Are you traveling on a long trip or sitting for an extended period of time? Remember to take five, and give yourself a break at least once per hour. Your body will thank you for getting the blood flowing again. Here are some basics on deep vein thrombosis (DVT) and information about what you can do to prevent blood clots.
Everybody is susceptible to DVT; however, factors such as surgery or injury increase risk. Other risk factors include:
- History of blood clots
- Taking estrogen (oral contraceptive tablets or hormone replacement therapy)
- Having a chronic condition (congestive heart failure, COPD [chronic obstructive pulmonary disease], IBD [inflammatory bowel disease], nephrotic syndrome)
- Lack of movement – risk is three times higher when on a “long haul” – eight or more hours on a plane, car, or train.
- After age 60, the risk of blood clots increases considerably.
- There is an 80-fold increase in the risk of blood clots for an 80-year-old versus a 20-year-old.
Ways to Prevent Blood Clots
Getting blood flow back from the leg to the heart demands muscle movement. Preventing blood clots can be as simple as walking down the aisle while flying or wiggling your toes while cruising through the countryside.

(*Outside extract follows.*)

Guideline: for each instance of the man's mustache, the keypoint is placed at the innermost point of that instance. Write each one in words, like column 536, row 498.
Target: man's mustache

When traveling, wear loose, comfortable clothing. Drink plenty of water to stay hydrated (and lay off the alcohol). Do not smoke right before flying. If you have had a pulmonary embolism in the last three months, you should not travel. Airlines are especially risky since they’re pressurized to lower oxygen levels.
Sitting at a desk all day? Every hour, take a quick walk down the hall for water or a bathroom break. All it takes is a few calf raises or foot taps to encourage blood flow. For those in a wheelchair, foot movements are still beneficial, as is an active assistive range of motion.
If you are at higher risk of DVT, preventative measures may include wearing graduated compression garments (knee highs) or taking a mini dose of blood thinner before the trip.
Since 90 percent of all blood clots occur in the legs, the most common symptom is a pain in one leg. The area might be swollen, reddened, and warm to the touch.
If you are experiencing sudden shortness of breath and pain in your chest when you breathe deeply, it is possible that the clot isn’t allowing blood to flow into your lungs’ arteries. If this happens, seek immediate medical attention.